The second design feature with common characteristics among different jurisdictions is the entry criteria and process. Regulators usually require that the firm operates under their jurisdiction to participate in the sandbox. Policymakers limit the participation to certain types of products (e.g. e-payment, consumer lending) and can adopt a more broad and subjective criteria requiring that the product is considered “innovative”. The FCA considers a product innovative if it is significantly different of those offered by competitors. Arizona and Utah adopt a similar criterion comparing similar products in the market and accept firms that make use of technology in their business models. Limiting the number of consumers that can access the new product is a common feature as well.

The entry process consists of an application sent to regulators providing details about the firm new product, potential benefits, and regulatory reliefs applicable. The regulator evaluates the application with broad discretion to select the sandbox participants. Australia is the limited exception and the regulatory sandbox works as a class waiver for certain activities. Firms need to notify the regulators about their participation and the regulator has 30 days to block the company from operating within the sandbox if the requirements are not met.

The type of relief offered by regulators varies according to policy objectives and can consist of restricted authorization, no-action letters, rule waivers and modifications and individual guidance.

Potential Costs – The adoption regulatory sandbox has potential costs and risks that should be considered by regulators. Regulatory resources are scarce and that they could be used to fund more efficient projects to promote innovation, such as more general innovation hubs. The risk that consumer protection is reduced with more flexible regulation is another potential cost identified by the paper.

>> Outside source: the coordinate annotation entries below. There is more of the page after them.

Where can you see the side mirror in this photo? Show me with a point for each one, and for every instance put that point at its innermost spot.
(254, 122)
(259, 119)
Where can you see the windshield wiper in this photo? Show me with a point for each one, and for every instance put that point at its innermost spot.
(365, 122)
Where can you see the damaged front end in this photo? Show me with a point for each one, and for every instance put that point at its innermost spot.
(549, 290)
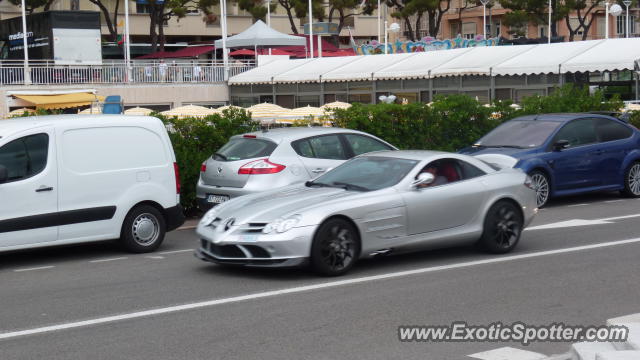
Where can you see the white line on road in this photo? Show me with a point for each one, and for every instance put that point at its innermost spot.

Photo by Joy Stamp on Unsplash

Risks and costs of economic privilege

Risk – The privileged treatment granted to firms that participate in the regulatory sandbox can be detrimental to competitors. Granting special treatment to a firm can harm market competition and that will reduce consumer benefits. This is the paradox regulators must face: granting benefits to a specific company can promote innovation and bring benefits but the negative effects on market competition and potential harm to consumers can outweigh the gains. The unfair advantage could be in the form of “the-first mover advantage”, easier access to investment or privileged guidance from government officials. The risks do not make the regulatory sandbox undesirable, but regulators must understand them.

Costs – The authors identify different costs associated with the potential economic privileged granted to some firms within the sandbox framework. Unjust economic privilege granted to a firm competing in the market could lead to an inefficient allocation of resources and be detrimental to competition. It may be a necessary evil but should be avoided whenever possible.

Government granted privilege can work as a signaling mechanism and distort the market and its function as a knowledge process. Firms participating in the sandbox could appear to perform better or be more efficient just because of the reduced regulatory burden which could lead to inefficient choices by consumers and investors.

The economic literature discusses regulatory capture by interest groups. The regulatory sandbox could create a market for economic privilege and there is a risk that government granted privilege could lead to cronyism. Firms could have incentives to seek preferential treatment or block rivals from participating.

Mitigating Risks – The authors propose to tackle the issue of the lack of access by lowering or eliminating procedural restrictions to mitigate risks. A second option considering competitors as a factor in favor of entry or not. The third option would be setting objective criteria like the Australian model. A fourth option is allowing industry groups and third parties to facilitate the entry of their members in the sandbox. The duration of the sandbox and the expansion of the access the information gathered inside the sandbox are also crucial to achieve the policy objectives.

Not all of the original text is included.